Embora tenhamos algumas indicações de pessoas negras para ministérios, mesmo que não seja nas pastas mais centrais do governo, também será necessário muito luta para romper com a lógica de extermínio e encarceramento da população negra no Brasil. Nos últimos dias vimos a indicação, pelo futuro ministro Flávio Dino, do Coronel Nivaldo Cesar Restivo, envolvido no massacre do Carandiru, para secretário nacional de Políticas Penais. Os movimentos sociais já estão se movimentando para exigir sua saída, e precisaremos seguir alertas e lutar muito para que esse e outros agentes de extermínio e de barbárie não tenham espaço no governo e também sejam devidamente responsabilizados pelos seus crimes.
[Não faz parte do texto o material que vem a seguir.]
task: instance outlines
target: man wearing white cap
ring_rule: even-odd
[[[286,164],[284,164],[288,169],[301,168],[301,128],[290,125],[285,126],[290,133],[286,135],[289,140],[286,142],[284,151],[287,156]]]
É por isso que temos o dever de defender que o movimento estudantil continue a ser independente, apoiando o governo naquilo que beneficia o povo trabalhador, mas lutando contra políticas que ataquem as populações mais vulnerabilizadas e impeçam a construção de uma sociedade sem hierarquias sociais. O nosso horizonte não pode se restringir aos limites que a institucionalidade que a máquina governamental nos impor e devemos aproveitar a oportunidade desse novo ciclo, para fortalecer as nossas agendas e pautas históricas do movimento estudantil e do povo trabalhador, não só exigindo o fim de todas as reformas feitas nestes últimos anos por Temer e Bolsonaro, mas também buscando avançar na taxação das grandes fortunas, na ampliação do investimento na educação, na demarcação de terras indígenas e na reforma agrária, na defesa de que nenhum trabalho deva existir sem direitos, na legalização da maconha e do aborto, na revisão da política de encarceramento e do modelo de militarização das polícias, dentre tantas outras pautas fundamentais que tivemos que deixar de lado nesses últimos anos para nos defender do perigo autoritário de Bolsonaro.


A melhor forma para fazer avançar as lutas que acreditamos serem necessárias, é tendo como nosso principal palco de disputa, as ruas e as organizações de base, não os gabinetes. Não podemos nos limitar ao que a governabilidade tem a nos oferecer. Queremos que as ruas pautem a política e não o contrário. As ruas não devem ser palco dos golpistas que só desejam retrocesso, mas daqueles que querem e necessitam que avancemos mais e mais em nossas pautas. Apostar na luta de classes como ferramenta para defender e conquistar direitos. E só com a independência do movimento estudantil teremos um movimento propulsor de mudanças sociais e linha de frente contra retrocessos. Não podemos perder essa oportunidade de avançar na disputa de consciência para enterrar a extrema direita. Temos muito a comemorar nessa virada de ano sem Bolsonaro. Mas a situação do nosso povo e do país não permite euforia. Seguiremos fazendo o que de melhor sabemos fazer: mobilizar de forma permanente para mudar nosso futuro. Pois, nem a fome e nem os bilionários deveriam existir.